Eu em você

Hoje pela manhã fui invadida por uma felicidade. Daquelas enormes com poder de dominação. Era honesta, minha. E era útil estar em êxtase. A utilidade de estar feliz fez mais por mim do que a carranca mole que venho ostentando nos últimos tempos. É que o sorriso iluminou o dia obscurecido precocemente pela borrasca. A felicidade era infinita, sem paga, sem motivo, sem beiradas. Num contínuo e eterno. Deitei-me nela como se estivesse fresca, lívida, relaxada. Até brisa senti, e um vento molhado me encrespando os cabelos. Nada me levaria o momento.
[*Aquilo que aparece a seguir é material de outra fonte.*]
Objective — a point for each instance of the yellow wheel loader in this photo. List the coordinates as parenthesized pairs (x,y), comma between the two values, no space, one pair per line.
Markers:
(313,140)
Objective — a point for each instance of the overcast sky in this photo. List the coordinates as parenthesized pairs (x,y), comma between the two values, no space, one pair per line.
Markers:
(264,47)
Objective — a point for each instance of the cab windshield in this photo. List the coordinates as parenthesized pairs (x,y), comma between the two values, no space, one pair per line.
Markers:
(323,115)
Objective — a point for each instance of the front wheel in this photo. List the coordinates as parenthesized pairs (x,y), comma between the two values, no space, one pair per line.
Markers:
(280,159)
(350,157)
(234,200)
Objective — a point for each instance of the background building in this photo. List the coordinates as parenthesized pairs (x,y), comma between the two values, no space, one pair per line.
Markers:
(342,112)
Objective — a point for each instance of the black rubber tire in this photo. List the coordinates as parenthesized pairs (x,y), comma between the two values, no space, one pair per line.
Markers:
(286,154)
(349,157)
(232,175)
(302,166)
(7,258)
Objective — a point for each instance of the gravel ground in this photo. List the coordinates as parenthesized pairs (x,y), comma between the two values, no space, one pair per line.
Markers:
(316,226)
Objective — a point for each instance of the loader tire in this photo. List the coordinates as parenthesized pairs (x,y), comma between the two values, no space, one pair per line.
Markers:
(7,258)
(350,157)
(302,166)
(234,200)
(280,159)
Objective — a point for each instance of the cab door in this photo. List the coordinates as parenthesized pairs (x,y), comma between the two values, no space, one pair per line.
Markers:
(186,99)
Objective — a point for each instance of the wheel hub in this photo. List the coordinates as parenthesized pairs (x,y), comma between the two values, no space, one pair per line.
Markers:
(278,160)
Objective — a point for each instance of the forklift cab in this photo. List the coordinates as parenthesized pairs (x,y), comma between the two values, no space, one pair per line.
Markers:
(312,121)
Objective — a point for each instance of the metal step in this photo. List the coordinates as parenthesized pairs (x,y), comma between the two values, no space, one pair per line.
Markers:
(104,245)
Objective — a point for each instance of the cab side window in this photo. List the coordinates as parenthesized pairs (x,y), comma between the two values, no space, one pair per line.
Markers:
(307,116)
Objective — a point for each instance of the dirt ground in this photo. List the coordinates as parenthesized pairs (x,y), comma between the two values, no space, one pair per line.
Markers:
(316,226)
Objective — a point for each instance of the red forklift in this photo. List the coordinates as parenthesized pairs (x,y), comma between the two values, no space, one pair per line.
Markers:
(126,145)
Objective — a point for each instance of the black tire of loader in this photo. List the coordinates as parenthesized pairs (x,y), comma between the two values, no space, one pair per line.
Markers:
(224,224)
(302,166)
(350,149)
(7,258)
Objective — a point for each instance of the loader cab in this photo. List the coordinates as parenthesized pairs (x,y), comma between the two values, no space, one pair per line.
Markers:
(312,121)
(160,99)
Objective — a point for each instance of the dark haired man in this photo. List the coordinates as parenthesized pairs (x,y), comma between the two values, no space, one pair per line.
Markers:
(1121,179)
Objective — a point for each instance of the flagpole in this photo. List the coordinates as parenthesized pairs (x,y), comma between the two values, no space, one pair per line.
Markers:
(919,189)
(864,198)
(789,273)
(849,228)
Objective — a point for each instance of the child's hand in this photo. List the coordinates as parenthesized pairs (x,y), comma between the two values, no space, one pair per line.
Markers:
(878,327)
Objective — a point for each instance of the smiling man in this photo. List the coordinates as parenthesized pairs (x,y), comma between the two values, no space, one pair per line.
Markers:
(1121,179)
Então você chegou e você era meu suco de alegrias cotidianas, o dono da minha leveza. Porque você é um terno em mim que nada de braçadas no meu oceano íntimo. Mas você estava fechado, afundado, náufrago em águas rasas. Sua solidão retirou-me a alacridade, seu presente nublou o meu. E a enormidade feliz, líquida e jateada, endureceu, depois secou. O momento fez jus ao que era. E o terrível da rotina ganhou dois lados. Um que estava triste e outro que também estava. Mas ainda eram duas tristezas que se serviam. Banqueteavam juntas as gotas a pingar do telhado, os ralos entupidos, o dinheiro escasso.

E as tristezas se tornaram aladas. Sobrevoaram os telhados, quiseram consertar rachaduras nos muros, trocar pisos antigos, limpar piscinas sujas, reformar o que estivesse quebrado no mundo.

E as tristezas perderam as asas, rastejaram por entre frestas, entraram em buracos no chão, passearam pelo esgoto da cidade.

E as tristezas se instalaram nos encanamentos do corpo, entupiram as veias, paralisaram os músculos, viraram pedras na bexiga.

E as tristezas saíram em lágrimas. Mas isso era do banal de sempre. Então saíram pelo reto, pelos poros, pelos cabelos.

E ao saírem, as tristezas se reencontraram, na soleira da casa, na gota a teimar por não cair. E as tristezas se abraçaram, se deram as mãos e foram embora. Elas voltarão. E serão de ambos outra vez.

A grande felicidade da manhã é que não chega de repente. Ela não é fácil de vir. Mora em lugares impenetráveis de tão dentro. Se esconde escancarada e não é vista. A felicidade é um lugar sublime, no imaginário. Pois que está na cara e não se vê.

Então nos demos as mãos, olhamo-nos em nossos olhos e nos achamos outra vez. O que toca um, toca o outro. E agora não era nem felicidade, nem tristeza. Apenas nós. Você em mim. Eu em você.